Thursday, July 3, 2014

Terror-fied? Saudi Arabia and ISIS -- July 3, 2014 -- That Didn't Take Long

On June 12, 2014, "along the watch tower," I wrote:
If this "thing" in Iraq goes as it appears to be going, once the sand settles, I may have to add a fifth center of gravity: IranSyriaIraq. Which leads us to Saudi Arabia. One word: terrified
That didn't take long. The (London) Telegraph is reporting that Saudi Arabia is moving 30,000 troops along the Iraqi border, concerned about the spread of "foreign fanaticism," also known as "jihadism" (see below):
Saudi Arabia has sent 30,000 troops to reinforce its long northern desert border after Iraqi troops withdrew from the other side.
Fighters from Islamic State, the jihadist group, and its allies have already seized frontier posts on Iraq's western borders with Syria and Jordan. The southern border with Saudi Arabia, which regards itself as vulnerable to the threat of jihadism, is more than 500 miles long.
Large parts of it are with Anbar province, the centre of Islamic State power in Iraq and now almost entirely under the control either of the group itself or of Sunni Arab tribes that have allied with it.

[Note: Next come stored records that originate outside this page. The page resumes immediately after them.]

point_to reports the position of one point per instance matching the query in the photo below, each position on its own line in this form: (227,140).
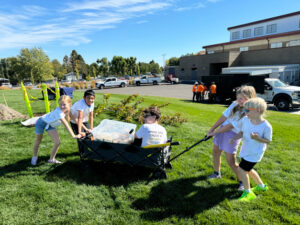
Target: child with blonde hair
(226,132)
(256,133)
(49,122)
(151,132)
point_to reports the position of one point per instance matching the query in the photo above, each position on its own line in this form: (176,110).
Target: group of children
(80,116)
(242,120)
(200,92)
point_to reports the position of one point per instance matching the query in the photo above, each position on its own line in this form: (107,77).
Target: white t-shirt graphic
(81,106)
(152,134)
(251,149)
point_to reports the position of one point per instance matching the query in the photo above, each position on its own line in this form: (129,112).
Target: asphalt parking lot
(181,91)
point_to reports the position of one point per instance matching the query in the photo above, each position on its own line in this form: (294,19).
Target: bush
(128,110)
(81,84)
(93,84)
(4,88)
(67,84)
(75,85)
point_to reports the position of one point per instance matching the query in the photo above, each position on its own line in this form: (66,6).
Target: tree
(138,72)
(93,69)
(36,65)
(118,65)
(174,61)
(131,64)
(66,64)
(59,70)
(104,66)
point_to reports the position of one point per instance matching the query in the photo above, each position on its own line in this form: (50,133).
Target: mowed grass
(115,194)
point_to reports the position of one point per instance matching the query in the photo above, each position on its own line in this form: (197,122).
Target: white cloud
(70,25)
(141,22)
(195,6)
(213,1)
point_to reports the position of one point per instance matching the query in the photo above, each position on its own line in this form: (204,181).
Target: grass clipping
(7,113)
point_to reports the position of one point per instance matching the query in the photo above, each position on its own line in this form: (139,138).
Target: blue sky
(146,29)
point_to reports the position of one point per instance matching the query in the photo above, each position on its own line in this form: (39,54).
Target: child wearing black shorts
(256,133)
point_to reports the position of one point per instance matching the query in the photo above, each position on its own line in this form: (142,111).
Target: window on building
(244,49)
(247,33)
(293,43)
(276,45)
(272,28)
(235,35)
(258,31)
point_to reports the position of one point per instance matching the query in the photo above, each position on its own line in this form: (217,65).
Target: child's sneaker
(258,189)
(34,160)
(241,187)
(54,161)
(247,196)
(214,175)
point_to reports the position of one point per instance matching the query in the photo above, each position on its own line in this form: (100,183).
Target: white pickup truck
(280,94)
(146,79)
(111,82)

The last serious incursion into Saudi Arabia also came from Iraq, after Saddam Hussein invaded Kuwait in 1990. Iraqi forces were eventually repelled from the Saudi town of Khafji, the following January, but only after they were attacked from the air by American jets. [The Saudis can assume they cannot count on US air support this time around.]
Since then, the border has been relatively stable and far more concern and attention has been paid to the southern border with Yemen, which is mountainous and hard to control, and where there have been two separate, long-running insurgencies, one jihadist, and one led by a Shia breakaway movement.